An evaluation of guidelines for idiopathic multicentric Castleman disease supports use of IL-6 agents as first-line treatment.
In 2018, van Rhee and colleagues published international consensus guidelines for idiopathic multicentric Castleman disease (iMCD), a rare hematologic disorder that affects 1,000 to 1,200 patients in the United States annually. The authors of these guidelines based the recommendations on a review of data then available from a limited number of clinical trials and small case series.
To assess the performance of the guidelines, Sheila K. Pierson, MS, and colleagues performed a large-scale evaluation of the effectiveness of iMCD treatments in patients, and published results in Blood Advances. The findings support using anti-IL-6 agents as first-line treatment and cytotoxic chemotherapy for patients with severe, refractory disease, while limiting use of corticosteroid monotherapy.
“Our objective was to systematically evaluate treatments included in the guidelines in a large, real-world population of patients with iMCD that was representative of the spectrum of disease severity,” says Pierson. “The data reveal a higher response to siltuximab ± corticosteroids than in the Phase 2 clinical trial and support defining response using clinical metrics, which are aligned with patient-reported challenges.”
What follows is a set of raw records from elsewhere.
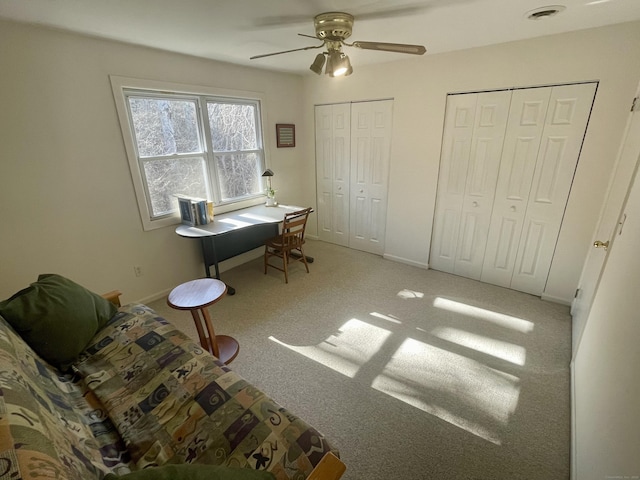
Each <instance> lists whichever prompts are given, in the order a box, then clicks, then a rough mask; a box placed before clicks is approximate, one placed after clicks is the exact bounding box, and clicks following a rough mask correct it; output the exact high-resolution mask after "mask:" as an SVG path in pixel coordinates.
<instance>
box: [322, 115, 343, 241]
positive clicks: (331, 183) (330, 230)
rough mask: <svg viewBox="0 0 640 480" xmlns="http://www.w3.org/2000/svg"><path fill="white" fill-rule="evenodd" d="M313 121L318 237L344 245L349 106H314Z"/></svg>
mask: <svg viewBox="0 0 640 480" xmlns="http://www.w3.org/2000/svg"><path fill="white" fill-rule="evenodd" d="M315 121H316V183H317V199H318V200H317V201H318V211H317V216H318V238H320V240H324V241H326V242H331V243H336V244H338V245H342V246H345V247H346V246H348V245H349V181H350V177H349V171H350V168H351V165H350V161H351V160H350V159H351V153H350V150H351V105H350V104H349V103H340V104H335V105H318V106H316V108H315Z"/></svg>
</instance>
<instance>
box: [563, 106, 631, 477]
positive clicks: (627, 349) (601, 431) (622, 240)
mask: <svg viewBox="0 0 640 480" xmlns="http://www.w3.org/2000/svg"><path fill="white" fill-rule="evenodd" d="M635 115H640V113H636V114H635ZM635 177H636V178H635V182H634V185H633V187H632V188H631V190H630V195H629V198H628V200H627V206H626V208H625V209H624V212H625V214H626V215H627V219H626V221H625V224H624V228H623V229H622V234H621V235H615V236H614V238H613V239H612V241H613V243H612V245H611V248H610V253H609V255H608V258H607V261H606V264H605V267H604V269H603V272H602V277H601V281H600V284H599V287H598V290H597V292H596V294H595V296H594V300H593V305H592V307H591V311H590V313H589V317H588V319H587V323H586V326H585V328H584V333H583V335H582V339H581V342H580V345H579V347H578V351H577V354H576V358H575V361H574V364H573V379H574V383H575V386H574V390H575V407H574V417H575V443H574V464H575V468H574V470H573V476H572V478H573V479H574V480H602V479H614V478H627V479H631V478H639V477H640V455H638V448H639V447H640V409H639V408H638V398H639V397H640V377H639V376H638V365H639V364H640V349H639V348H638V338H640V322H639V321H638V320H640V313H639V312H640V301H639V300H638V285H640V256H638V254H637V249H638V245H639V244H640V178H639V175H638V173H636V174H635Z"/></svg>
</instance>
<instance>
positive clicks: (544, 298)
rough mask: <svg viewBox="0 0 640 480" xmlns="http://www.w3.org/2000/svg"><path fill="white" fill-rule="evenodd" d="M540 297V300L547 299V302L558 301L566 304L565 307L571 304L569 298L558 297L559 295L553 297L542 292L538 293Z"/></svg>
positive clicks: (557, 302)
mask: <svg viewBox="0 0 640 480" xmlns="http://www.w3.org/2000/svg"><path fill="white" fill-rule="evenodd" d="M540 298H541V299H542V300H545V301H547V302H553V303H559V304H561V305H566V306H567V307H570V306H571V300H568V299H566V298H560V297H554V296H551V295H545V294H544V293H543V294H542V295H540Z"/></svg>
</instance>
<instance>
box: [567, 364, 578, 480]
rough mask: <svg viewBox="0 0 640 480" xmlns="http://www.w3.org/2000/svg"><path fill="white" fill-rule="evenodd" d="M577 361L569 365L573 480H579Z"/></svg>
mask: <svg viewBox="0 0 640 480" xmlns="http://www.w3.org/2000/svg"><path fill="white" fill-rule="evenodd" d="M574 367H575V360H571V363H570V364H569V371H570V372H571V386H570V389H571V390H570V391H571V457H570V464H569V478H570V479H571V480H577V477H576V475H577V469H578V464H577V452H576V440H577V438H578V436H577V433H576V379H575V370H574Z"/></svg>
Gathering Data on Patients With iMCD
The study examined using data from the ACCELERATE Natural History Registry, a longitudinal, observational study of patients with Castleman disease. Patients of all ages self-enrolled in ACCELERATE between October 2016 and August 2022.The research team abstracted all medical record data from time of diagnosis until time of analysis were into database, which a panel of iMCD expert clinicians and hematopathologists used to review and adjudicate each case to confirm a diagnosis, resulting in a cohort of 102 patients.
The mean age was 35.9. Nearly 60% of patients had the TAFRO subtype of Castleman disease, which involves the presence of thrombocytopenia (T), anasarca (A), fever (F), reticulin fibrosis/renal dysfunction (R), and organomegaly (O) and has an onset that often requires urgent intervention. The authors established an inventory of iMCD treatments and regimens, evaluated regimen effectiveness and timing of treatment, and characterized response by disease severity at the time of regimen initiation.
The team used three markers of disease activity to quantitatively assess regimen performance: hemoglobin, albumin, and C-reactive protein (CRP). They also performed a time-to-event analysis to assess the durability of treatment regimens (Figure).
First-Line Use of Siltuximab Common
“We identified 41 unique drugs that have been used in treatment of iMCD. Fifty percent of patients received siltuximab ± corticosteroids at least once,” says Pierson. “Our finding that 85% of patients with iMCD were treated with siltuximab or tocilizumab conflicts with a recent epidemiologic study, which reported treatment with IL-6-directed therapy in fewer than 10% of these patients, based on insurance data.”
The real-world data in this study also showed that siltuximab is effective. “Siltuximab with or without corticosteroids as recommended first-line in the consensus treatment guidelines was associated with a 52% response,” says Pierson. “It also demonstrated strong durability over rituximab with or without corticosteroids. Moreover, we found comparable responses in patients with both mild/moderate and severe disease.
The authors’ analysis of laboratory parameters showed that siltuximab ± corticosteroids resulted in a substantial and statistically significant increase in hemoglobin when compared with both rituximab ± corticosteroids (P=0.034) and corticosteroid monotherapy (P<0.001). The siltuximab combination was the only regimen that produced a clinically substantial improvement in CRP.
“Our objective laboratory metrics and time-to-event data support recommendations in the current treatment guidelines to administer anti-IL-6 therapy with or without corticosteroids and to limit corticosteroid monotherapy,” says Pierson.
Implications for Clinical Practice
The findings are applicable to patient care and should increase confidence in current treatment guidelines for patients with iMCD, Pierson continues. “The key takeaway is that physicians caring for patients with Castleman disease should apply the treatment guidelines in their clinical practices.”
Determining the best second-line treatment for iMCD, however, requires more research.
“Studies are needed to identify a consensus therapy for patients who do not respond to siltuximab (those who are refractory to anti-IL-6 treatment),” she says. “The biggest research priority for Castleman disease is finding additional, new treatments that are effective.”